Codes of Tolerance for Religious Leaders

  1. The leaders of the various world religions have particular responsibilities for promoting mutual respect and appreciation of other faith traditions. The final document of the World Congress of Religion in Chicago in 1993, with 6,000 participants, was a milestone on the way to respectful coexistence. These good pieces of advice should be filled with life by every local religious leader.
  2. The human being as God’s creature must be in the center of religion. The founders of all world religions have repeatedly called for respect for this creation. Active tolerance is love for his creature and the image of God himself. The love of humanity is the measure of all love of God; human dignity is sacrosanct.
  3. For the overzealous and the radicals who look down upon others while calling for confrontation, there must not be room in the churches, synagogues, and mosques. Their hatred desecrates the holy words, “Peace be with you!”
  4. All human actions and sins are within the domain of God’s mercy. Only he, not a human being, judges the sinner. Whoever as a human being elevate themselves to God’s place as the supreme judge of sinners, leaves the ground of their religion.
  5. Religious leaders should with good example and courage represent the true and good doctrines of their religions. The leaders must promote it actively and treat everybody humanely and respectfully. Where inhumanity reigns, it needs to be addressed with clear words.
  6. Interreligious dialogue must be improved and practiced locally. This practice will first result in understanding, then in trust and humanity.

Best practices:

  1. 1. In 2010, a fire was set in a mosque near the holy city of Bethlehem and copies of the Holy Qur’an were burned. Rabbi Fruman, from the Israeli town of Tekoa, gave a Qur’an to the Imam of the mosque as a gesture of respect and solidarity.
  2. Albania is the only European country with a Muslim majority. In 1945, it was the only country in which more Jews lived and survived than at the beginning of the occupation of the Balkans by the Nazis. An estimated 2,000 Jewish refugees from Greece, Slovakia, and Austria were hidden from the SS and Gestapo by Muslim believers and thus were saved. At the time 800,000 people lived in Albania, 70 percent of them were Muslims, 20 percent were Orthodox Christians and 10 percent were Catholics. There were only 200 Jews in the country and the Muslim families risked their lives in hiding the Jews in their homes. Nazlie Alla, whose family saved Jews, talks about this in the book by Norman H. Gershman, Muslims who Saved Jews in World War II.

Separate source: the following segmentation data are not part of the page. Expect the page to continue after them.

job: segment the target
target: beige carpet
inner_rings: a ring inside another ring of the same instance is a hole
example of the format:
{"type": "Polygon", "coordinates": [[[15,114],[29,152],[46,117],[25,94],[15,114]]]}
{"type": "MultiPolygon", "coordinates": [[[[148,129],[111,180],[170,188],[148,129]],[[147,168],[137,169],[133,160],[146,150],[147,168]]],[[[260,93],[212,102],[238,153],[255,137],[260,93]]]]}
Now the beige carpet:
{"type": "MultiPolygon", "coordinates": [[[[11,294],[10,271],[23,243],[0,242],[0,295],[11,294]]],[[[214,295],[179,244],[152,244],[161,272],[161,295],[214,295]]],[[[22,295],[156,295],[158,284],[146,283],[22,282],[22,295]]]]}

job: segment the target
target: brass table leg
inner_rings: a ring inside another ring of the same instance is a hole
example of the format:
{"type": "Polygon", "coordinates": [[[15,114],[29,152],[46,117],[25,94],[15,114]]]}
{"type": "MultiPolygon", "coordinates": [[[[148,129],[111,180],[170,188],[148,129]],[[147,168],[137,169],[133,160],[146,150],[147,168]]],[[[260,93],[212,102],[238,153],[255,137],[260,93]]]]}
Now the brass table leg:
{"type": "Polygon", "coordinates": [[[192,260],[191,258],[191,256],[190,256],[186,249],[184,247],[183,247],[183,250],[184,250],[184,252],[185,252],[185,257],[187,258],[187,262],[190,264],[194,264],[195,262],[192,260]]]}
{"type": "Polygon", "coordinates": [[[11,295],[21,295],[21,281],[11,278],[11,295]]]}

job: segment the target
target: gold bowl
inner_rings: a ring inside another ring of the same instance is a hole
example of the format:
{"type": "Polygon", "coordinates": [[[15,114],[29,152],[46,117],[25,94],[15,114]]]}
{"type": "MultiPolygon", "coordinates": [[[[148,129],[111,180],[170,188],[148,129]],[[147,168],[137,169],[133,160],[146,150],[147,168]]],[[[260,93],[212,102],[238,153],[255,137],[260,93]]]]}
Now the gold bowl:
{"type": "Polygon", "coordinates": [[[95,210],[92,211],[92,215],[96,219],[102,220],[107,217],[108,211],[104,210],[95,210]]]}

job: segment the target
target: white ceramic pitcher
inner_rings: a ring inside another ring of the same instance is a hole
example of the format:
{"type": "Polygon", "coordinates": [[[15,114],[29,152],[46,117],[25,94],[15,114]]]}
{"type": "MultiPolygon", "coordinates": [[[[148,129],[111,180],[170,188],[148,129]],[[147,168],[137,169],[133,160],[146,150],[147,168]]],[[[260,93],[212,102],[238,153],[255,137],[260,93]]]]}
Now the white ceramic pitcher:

    The Albanians followed their religious and national code of honor, the Besa. They gave the Jews their word of honor to protect them and treated them as though they were members of their families during the hard times. The population of the entire country risked their own lives for the foreign Jews. The Muslim scholar Kujtim Civejy explained, “My father, who had the privilege to protect many Jewish families, said that God had given him the opportunity to practice his Islamic faith, namely generosity as a Muslim virtue.” “No one took money. We are good Muslims. God gave us the opportunity to save Jews. All life is precious and God-given. Saving lives is a gift from God. We took the Jews under our code, the Besa.” Said Kalaja, who then was twelve years old, recalls his father telling him, “If someone knocks on the door, take responsibility, my son. This is the ethics of our Qur’an and good Albanian tradition.”
  3. The African country of Cameroon has a population of 24 million. Of this population, 70 percent are Christians and 21 percent Muslims. Traditionally, great tolerance was praised amongst the different families. In May 2004, when a group of radical Islamists threatened Christian villages, the Muslim and Christian dignitaries came together and called for respect for the others in their respective communities.

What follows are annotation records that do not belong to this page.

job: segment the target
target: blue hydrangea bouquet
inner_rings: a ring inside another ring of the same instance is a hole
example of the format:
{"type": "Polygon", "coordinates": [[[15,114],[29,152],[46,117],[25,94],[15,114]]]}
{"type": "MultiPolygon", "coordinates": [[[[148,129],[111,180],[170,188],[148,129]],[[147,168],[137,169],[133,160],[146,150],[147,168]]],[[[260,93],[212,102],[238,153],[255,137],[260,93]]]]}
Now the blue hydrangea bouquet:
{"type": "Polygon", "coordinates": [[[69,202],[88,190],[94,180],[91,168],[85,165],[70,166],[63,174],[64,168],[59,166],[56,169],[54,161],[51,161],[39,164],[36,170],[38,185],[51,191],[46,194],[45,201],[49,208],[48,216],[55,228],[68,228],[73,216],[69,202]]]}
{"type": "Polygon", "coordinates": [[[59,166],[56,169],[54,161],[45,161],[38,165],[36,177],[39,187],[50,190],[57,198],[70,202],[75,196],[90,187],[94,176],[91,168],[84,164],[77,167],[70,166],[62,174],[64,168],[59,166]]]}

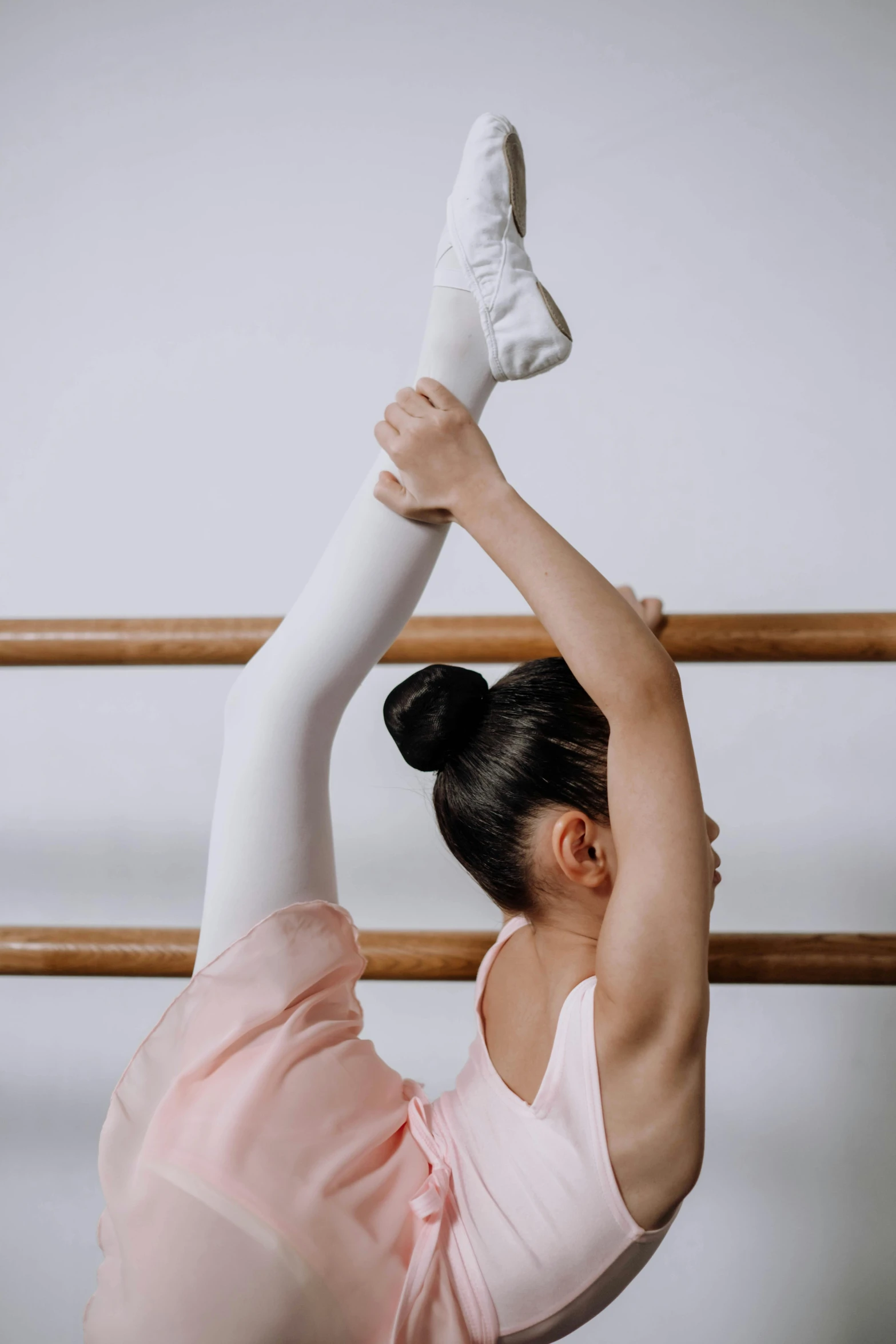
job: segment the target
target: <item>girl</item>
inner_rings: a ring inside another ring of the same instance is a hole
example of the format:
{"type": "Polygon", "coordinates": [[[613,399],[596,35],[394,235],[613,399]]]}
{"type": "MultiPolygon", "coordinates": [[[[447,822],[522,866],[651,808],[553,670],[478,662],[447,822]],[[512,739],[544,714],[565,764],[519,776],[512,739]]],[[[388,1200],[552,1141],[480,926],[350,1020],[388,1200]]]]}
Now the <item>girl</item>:
{"type": "Polygon", "coordinates": [[[716,831],[673,664],[477,426],[496,380],[571,348],[524,233],[519,138],[481,117],[426,376],[227,704],[196,973],[101,1137],[87,1344],[548,1344],[621,1292],[697,1179],[716,831]],[[386,704],[406,759],[437,771],[449,847],[510,915],[470,1059],[430,1103],[360,1040],[328,766],[453,520],[563,659],[492,689],[424,668],[386,704]]]}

  4. In Bangui, the capital city of the Central African Republic, Archbishop Dieudonné Nzapalainga and the highest-ranking Imam Oumar Kobine Layama are trying to restrain the hatred between Muslims and Christians who are ready to use force. Since the spring of 2014, Lamaya lives in the residence of the archbishop as his guest, after radical Muslims had wanted to kill him. On radio programs, their common message is, “Break the vicious circle – get reconciled with one another!”
  5. The Catholic lay organization Sant’Egidio was founded in Rome in 1968. 50,000 volunteers now work in 73 countries around the world. In Mozambique, after 17 years of civil war with one million dead, the organization mediated a peace agreement. Since the interreligious peace summit in Assisi in 1986, Sant’Egidio has organized an annual peace summit at which the common responsibility for the world ethos on account of religious values is emphasized. (www.santegidio.org)
  6. Bishop Damian, general bishop of the Coptic Orthodox Church of Germany, together with the chairman of the German Bishops’ Conference, Archbishop Dr. Robert Zollitsch, called for ecumenical prayers to be held for peace in Egypt. The central hour of prayer, in which the then Archbishop of Berlin, Cardinal Rainer Maria Woelki, and the bishop from the Evangelical Church, Dr. Markus Dröge, participated, was held on August 22, 2013, in the Coptic Orthodox church St. Antonius and St. Shenouda in Berlin.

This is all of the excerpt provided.